CSV and TSV files are read with PyArrow's streaming reader — memory is constant regardless of file size. Type inference runs in two passes: an initial sweep, then per-column promotion when the first pass hits a type conflict.

Row counts are omitted by default for speed. Pass --count-csv-rows to do a full scan for exact counts (slow on large datasets).

Compressed variants (.gz, .bz2, .xz) are handled transparently.

FHIR (.ndjson, .json Bundle)

Two FHIR serialization formats are supported:

  • NDJSON bulk export (.ndjson, .ndjson.gz): one resource per line, all of the same resourceType. Produced by FHIR Bulk Data servers.
  • JSON Bundle (.json, .json.gz): a FHIR Bundle whose entry[] may contain mixed resource types.

Field names and types are inferred from a sample of resources.

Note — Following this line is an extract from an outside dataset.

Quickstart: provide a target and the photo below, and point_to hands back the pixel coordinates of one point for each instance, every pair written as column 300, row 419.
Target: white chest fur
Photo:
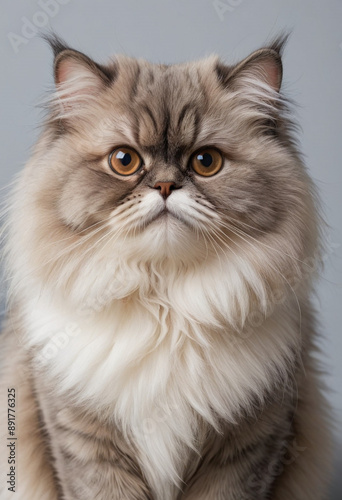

OperationOutcome resources (error markers) are skipped.

Note

FHIR .json files are detected by content — the handler looks for "resourceType": "<UpperCase…" before accepting. Plain JSON files that happen to use .json are handled by the JSON handler instead.

JSON and JSONL

  • JSON (.json, .json.gz): an array of objects (one object per record) or a single object (treated as one record).
  • JSONL (.jsonl, .jsonl.gz): newline-delimited JSON, one object per line.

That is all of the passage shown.